The SILLY language is case sensitive, so variables a and A are considered unique. Variables are not explicitly declared, but are assumed to have initial values of 0 if not otherwise assigned. An assignment statement assigns an integer value to a variable. An output statement displays a single value (string or integer) on a line by itself. Within the program file, whitespace (any sequence of spaces, tabs, and returns) separates the individual tokens (language elements) in a program.

Your SILLY interpreter should read the program from a file specified by the user and display the output that would be produced by the SILLY program. If a syntax error is encountered, the interpreter should display "SYNTAX ERROR" and halt.
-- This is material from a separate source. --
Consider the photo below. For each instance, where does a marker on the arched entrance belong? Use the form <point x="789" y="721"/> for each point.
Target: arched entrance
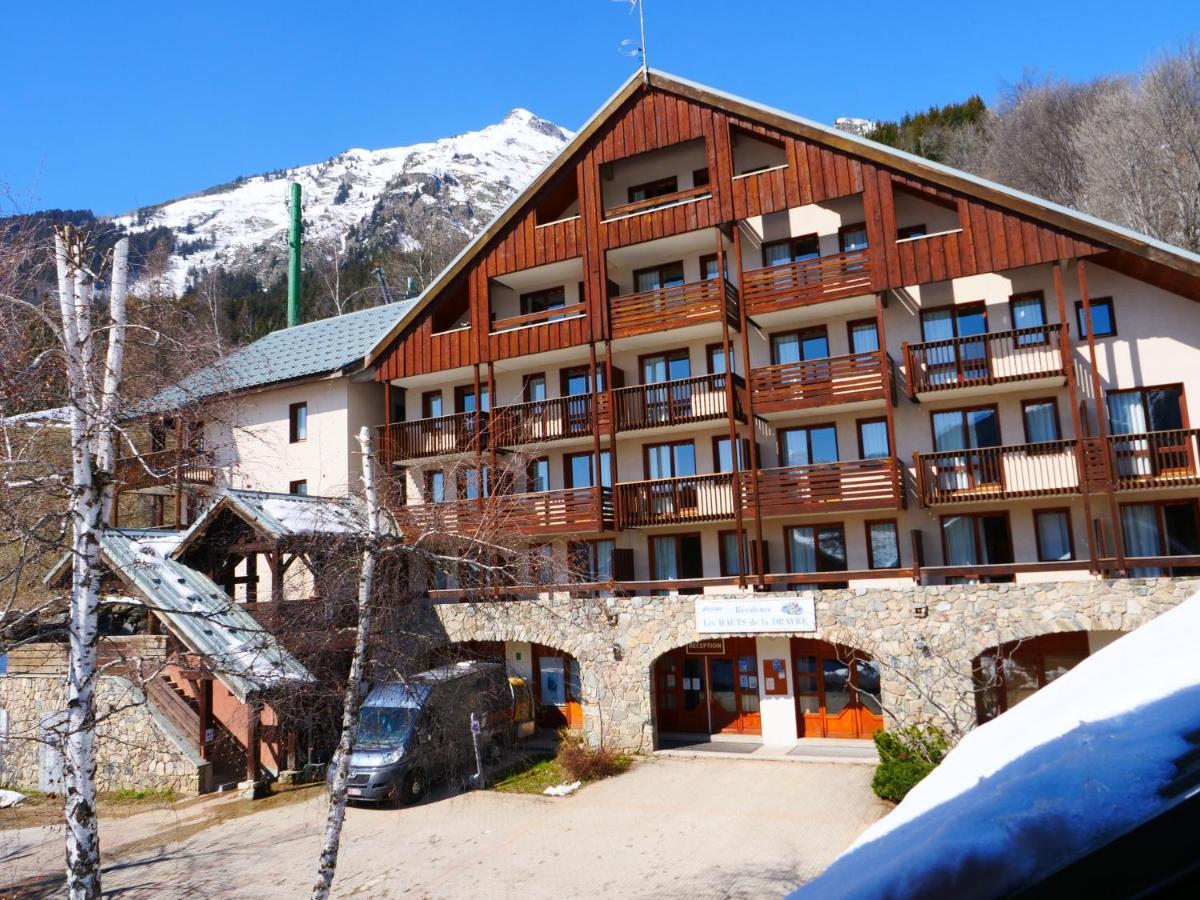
<point x="708" y="687"/>
<point x="1015" y="671"/>
<point x="837" y="690"/>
For example:

SAMPLE PROGRAMOUTPUT
begin x = 0 output "the number is" output x p2 = x + 2 output x + p2 + 5 output "done" end the number is 0 7 done
begin x0 = y + 1 output "x0 and y are" output x0 output y x4 = x0 + output "done" end x0 and y are 1 0 SYNTAX ERROR

Two useful classes are provided for your use:

Token (Token.h and Token.cpp)
This class encapsulates a token (language element), using an enumerated type to distinguish the different token types.
Tokenizer (Tokenizer.h and Tokenizer.cpp)
This class defines a token reader, which can read individual tokens from an input file. It provides member functions TokensRemain() which returns true if there are any remaining tokens to be read, and GetToken() which reads and returns the next token from the file.

To demonstrate the workings of these classes, the program demo.cpp utilizes a Tokenizer object to read in tokens from a file and display the tokens with their corresponding types.

Helpful hint 1: To convert a string of digits into its corresponding integer value, use the atoi function from the <cctype> library. For example, the call atoi("12") would return the integer value 12.

Helpful hint 2: Be forward thinking. For HW4, you will extend your interpreter to handle additional language features: conditionals and loops. Design your solution to this assignment with extensibility in mind.